For this I restarted my Instance, watched the licenses for a while, which remained at 1 during idle (I am guessing my MMGT Portal session uses 1)
But when I connect to my Instance using Visual Studio Code (with my Instance setup in the extension already), suddenly 2 licenses are used. (I am guessing 1 for the "studio" and 1 for a terminal session, so far so good)
But then when I open any file in the project, another license is used.
All of them have User-IDs and the "CSP" type. No Grace time and stay active.
So 3 licenses per active developer.
Now here's the problem:
If I do that on a new machine, with a InterSystems IRIS 2024.2 Entree - Concurrent Users for x86-64 (Microsoft Windows):5, Natural Language Processing (NLP), Develop license
Even AFTER CLOSING VS Code, 2 of the 3 licenses are still in use. When I reopen VSCode, I get "service unavailable" because I ran out of licenses.
Is this normal behaviour? Do I need more than 5 licenses to program with 2 developers on a new machine?
Comments
What does the "Web Sessions" report on the "System Operation" section of IRIS Portal show?
/iris/api/atelier/
The timeout also is in the past
I just had a similar issue, where there were 25 sessions open with my name. We hit our limit of licenses, so I ended up killing what I was not using so it did not interrupt my team. I did not capture the Timeout (UTC) before I did it, but should of.
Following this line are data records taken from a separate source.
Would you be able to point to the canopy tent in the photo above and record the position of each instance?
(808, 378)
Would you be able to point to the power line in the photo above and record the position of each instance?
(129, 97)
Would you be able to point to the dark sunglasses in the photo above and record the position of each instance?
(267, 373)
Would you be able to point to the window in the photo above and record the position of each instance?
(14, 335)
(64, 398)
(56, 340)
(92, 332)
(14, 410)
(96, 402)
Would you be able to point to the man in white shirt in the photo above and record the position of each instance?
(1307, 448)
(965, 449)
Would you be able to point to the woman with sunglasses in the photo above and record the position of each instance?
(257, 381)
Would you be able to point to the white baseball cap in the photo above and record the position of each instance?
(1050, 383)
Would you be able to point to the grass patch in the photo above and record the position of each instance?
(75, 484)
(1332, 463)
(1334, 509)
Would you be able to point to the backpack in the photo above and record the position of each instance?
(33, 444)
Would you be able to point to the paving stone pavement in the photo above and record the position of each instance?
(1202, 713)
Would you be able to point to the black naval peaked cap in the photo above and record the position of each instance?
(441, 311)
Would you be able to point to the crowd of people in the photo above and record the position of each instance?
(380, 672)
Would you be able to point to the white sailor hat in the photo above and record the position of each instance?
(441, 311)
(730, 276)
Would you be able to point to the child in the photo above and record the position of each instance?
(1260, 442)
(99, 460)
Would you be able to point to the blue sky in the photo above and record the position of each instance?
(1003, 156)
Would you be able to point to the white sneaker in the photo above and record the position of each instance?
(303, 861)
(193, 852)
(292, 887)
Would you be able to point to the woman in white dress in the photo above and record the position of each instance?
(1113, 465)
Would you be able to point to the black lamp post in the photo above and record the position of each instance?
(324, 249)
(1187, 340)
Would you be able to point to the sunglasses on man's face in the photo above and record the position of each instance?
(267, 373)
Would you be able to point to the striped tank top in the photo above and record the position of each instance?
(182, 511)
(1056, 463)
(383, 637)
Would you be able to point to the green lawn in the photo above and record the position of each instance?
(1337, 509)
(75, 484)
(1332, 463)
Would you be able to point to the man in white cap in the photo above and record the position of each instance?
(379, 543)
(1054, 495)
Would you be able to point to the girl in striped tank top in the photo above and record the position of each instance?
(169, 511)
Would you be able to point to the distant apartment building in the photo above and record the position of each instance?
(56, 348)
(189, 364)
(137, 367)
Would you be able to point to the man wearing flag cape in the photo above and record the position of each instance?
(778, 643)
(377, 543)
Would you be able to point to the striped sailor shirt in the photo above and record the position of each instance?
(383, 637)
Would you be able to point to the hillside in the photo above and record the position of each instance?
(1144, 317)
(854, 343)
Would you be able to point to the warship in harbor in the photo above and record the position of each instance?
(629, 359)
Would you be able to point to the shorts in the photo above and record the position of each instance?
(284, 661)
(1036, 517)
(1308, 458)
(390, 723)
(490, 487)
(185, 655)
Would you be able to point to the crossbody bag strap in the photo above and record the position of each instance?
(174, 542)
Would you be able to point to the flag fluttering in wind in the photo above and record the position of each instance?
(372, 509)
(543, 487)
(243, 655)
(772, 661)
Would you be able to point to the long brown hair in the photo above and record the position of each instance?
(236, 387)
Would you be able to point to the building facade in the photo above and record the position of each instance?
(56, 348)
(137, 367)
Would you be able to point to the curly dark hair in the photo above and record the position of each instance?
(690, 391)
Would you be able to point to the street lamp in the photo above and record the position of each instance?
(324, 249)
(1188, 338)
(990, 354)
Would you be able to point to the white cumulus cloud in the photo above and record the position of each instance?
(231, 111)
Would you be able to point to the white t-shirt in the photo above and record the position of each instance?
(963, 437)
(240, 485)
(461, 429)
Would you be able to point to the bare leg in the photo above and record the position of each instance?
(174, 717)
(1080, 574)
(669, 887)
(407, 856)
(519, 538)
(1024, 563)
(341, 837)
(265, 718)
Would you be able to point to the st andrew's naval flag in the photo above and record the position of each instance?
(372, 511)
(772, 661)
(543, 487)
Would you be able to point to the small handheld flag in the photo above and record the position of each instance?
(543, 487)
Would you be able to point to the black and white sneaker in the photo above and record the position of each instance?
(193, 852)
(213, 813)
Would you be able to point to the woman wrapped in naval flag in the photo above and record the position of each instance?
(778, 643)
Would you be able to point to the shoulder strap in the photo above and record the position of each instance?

After I freed up sessions, I did notice that if I opened VSCode that /api/atelier sessions still opened after I had closed out VS Code. We have the CSP Inactivity Timeout on the Web Gateway to 24 hrs, so I don't know if those sessions were over that timeframe or not.
The next versions of the three extensions (vscode-objectscript, Server Manager and Language Server) will attempt to close their web sessions when VS Code shuts down. This should help avoid sessions stacking up if you restart VS Code often.